23.3 C
Jember
Wednesday, 29 March 2023

Semakin Sepi, Tambah Khusyuk

Perayaan Imlek di Tengah Pandemi

Mobile_AP_Rectangle 1

JEMBER, RADARJEMBER.ID –  Tahun baru Imlek adalah momen yang ditunggu-tunggu oleh masyarakat Tionghoa. Biasanya, semua keluarga berkumpul dan berbahagia sembari melaksanakan sembahyang bersama di tempat ibadah. Namun, pada perayaan Imlek kali ini, kondisinya berbeda dan tampak sepi. Hampir tak ada kerumunan keluarga. Seperti yang terlihat di Kelenteng Pay Lien San di Dusun Karang Asem, Desa Glagahwero, Kecamatan Panti.

Pantauan Jawa Pos Radar Jember, satu per satu umat yang memakai baju berwarna merah memasuki kelenteng. Sebagian ada yang membeli dupa di kelenteng terlebih dulu. Sebagian lagi membawanya dari rumah. Lalu, mereka melakukan sembahyang di dalam Tempat Ibadah Tri Dharma (TITD) tersebut.

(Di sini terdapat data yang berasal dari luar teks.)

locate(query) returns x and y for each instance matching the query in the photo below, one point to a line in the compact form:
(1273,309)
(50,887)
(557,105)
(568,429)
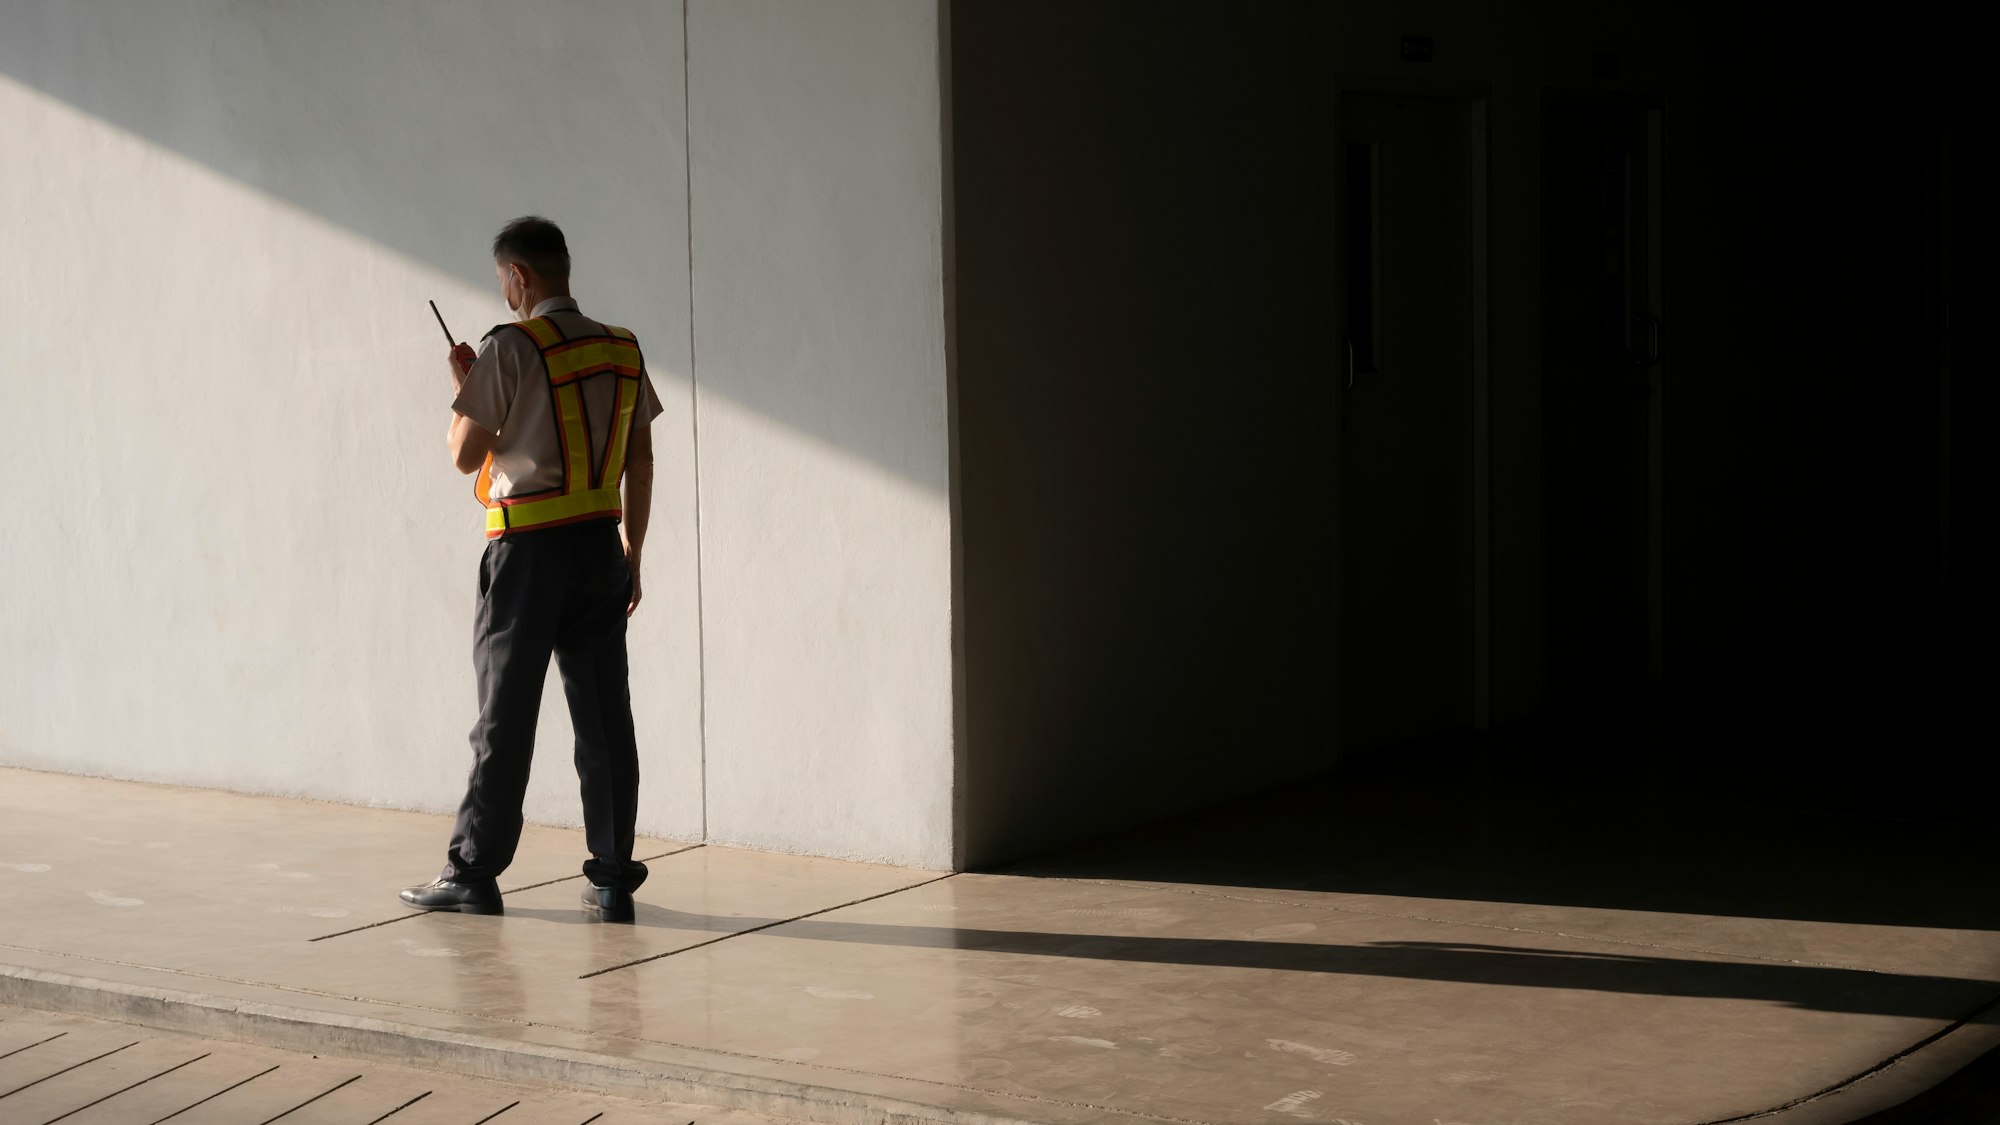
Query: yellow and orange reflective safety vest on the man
(591,477)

Biasanya, seusai melakukan sembahyang, para jemaat melakukan tradisi makan-makan di ruang belakang kelenteng. Mereka menikmati sajian serta kudapan khas Imlek. Namun, kali ini tak seperti itu. Hidangan yang disajikan tak begitu banyak. Sebab, pengurus kelenteng sudah memprediksi jumlah jemaat yang datang tak sebanyak tahun-tahun sebelumnya.

Mobile_AP_Rectangle 2

Jemaat yang datang memang tak seramai tahun lalu. Mereka yang datang juga tak bergerombol satu keluarga. Yang datang hanya satu hingga tiga orang. Pada pukul 08.00, misalnya, total hanya 12 jemaat yang bersembahyamg. Padahal sebelumnya, di jam-jam tersebut jemaat yang hadir bisa mencapai ratusan.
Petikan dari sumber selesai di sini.